A female traveller fainted. She was Palestinian with an Israeli passport. The officers dragged their feet into responding while other travellers lifted her feet and sprayed water on her face. She eventually got up and was escorted to the seat next to me as she regained her composure. I handed her a small bag with a few leftover nuts. 

Another officer walked up to me, this time a woman with a massive smile on her face. She greeted me as if we were long-lost friends and proceeded to inquire about my work (being a photographer stood out the most), my place of domicile, and, eventually, my permanent residency in Germany. The latter got me the needed nod to grant me the final entry approval by the occupier to my homeland.



22 August 2023

Fatima returns 

A few months ago, a German friend travelled to the heartland of occupied Palestine to visit a friend of hers. She attempted to document my mother’s depopulated village Beit Dajan, for me and shared the images she made on WhatsApp. The shock of how foreign everything looked on my phone screen stayed with me for several weeks. I could not show the images to my mother.
I did not know, at the time, that I would be making the same trip to Beit Dajan a few months later. 

Fatima Returns: Old doors of erased Palestinian homes in the old city of Yafa, occupied Palestine (August 2023).

This time, I confronted the ugliness of erasure myself. A block of identical houses sat neatly next to each other, with a school in the middle of the settlement, now called “Bet Dagan.” Nothing of the Palestinian identity was left in any of what I saw, except for an orange grove at the edge of this alien place. Fenced by grand Palestinian cacti, the land was beautiful, and I heard my mother’s description of her grandfather’s groves in my ears. I asked the taxi driver to stop and wait for me as I stepped out and walked over to the fence. Luckily, I found a big enough dent in the barrier to sneak into the grove. I had planned a symbolic return for my late Grandmother Faima (Umm Ali), since my departure from Amman. With an embroidered purse that she made for me a few years before her death, my grandmother accompanied me throughout this trip. 

I took the purse out underneath an orange tree and whispered to her that she was back home now. I will never forget the heaviness in the air, the smell of the orange tree leaves, and the watchfulness of the cacti over me. At that moment, I reclaimed the Palestinian beauty of the land in Beit Dajan in spite of the Israeli ugliness. And I kissed the earth. 


27 August 2023

Exit Wounds 

‘Do you have a weapon?’ 

The question that the Zionist entity greeted me with upon my entry is laid out again in front of me. This time, however, to a fellow passenger on the bus at the Sheikh Hussein crossing into Jordan. The Israeli officer stepped onto the bus and selected a passenger at random to ask him this question. Due to his badly pronounced Arabic word for “weapon,” the passenger did not understand the question until we all shouted out the correct pronunciation at him. We just wanted to move on. A simple “No,” followed by a smirk, was enough to get us going. 

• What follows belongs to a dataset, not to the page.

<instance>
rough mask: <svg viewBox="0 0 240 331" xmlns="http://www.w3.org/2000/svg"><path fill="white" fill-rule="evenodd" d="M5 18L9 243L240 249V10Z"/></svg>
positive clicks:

I remembered what the Palestinian agent told us a week earlier as he wished us a good trip: ‘Remember, this is the state of the one soldier, not the rule of law.’

The air on the bus was heavy with sadness and frustration. Seven days and six nights were a fleeting moment in a sweet dream. One passenger took out his frustration on the travel agent, while another started crying while he recited the traveller’s prayer in the microphone for everyone else. As the man sitting next to me started sharing anecdotes from his family visit, I did not hold back my tears as I listened attentively to him. He silently handed me a napkin. 

I cried that this was my first, very short-lived time in the homeland, and it could be my last. 

I cried for the love that I lost in Palestine.
I cried for what could have been.
I cried because I did not want to leave. 

But they did not want me to stay. 

{C}. Exit Wounds: Landscape of the “Arab Beach” in Akka, occupied Palestine (August 2023).

Rasha Al Jundi (1984) is a Palestinian documentary photographer and visual storyteller. Her work generally follows a social documentary pathway. Rasha is the 2022 Ian Parry grant recipient and a graduate from the International Center for Photography (ICP), New York.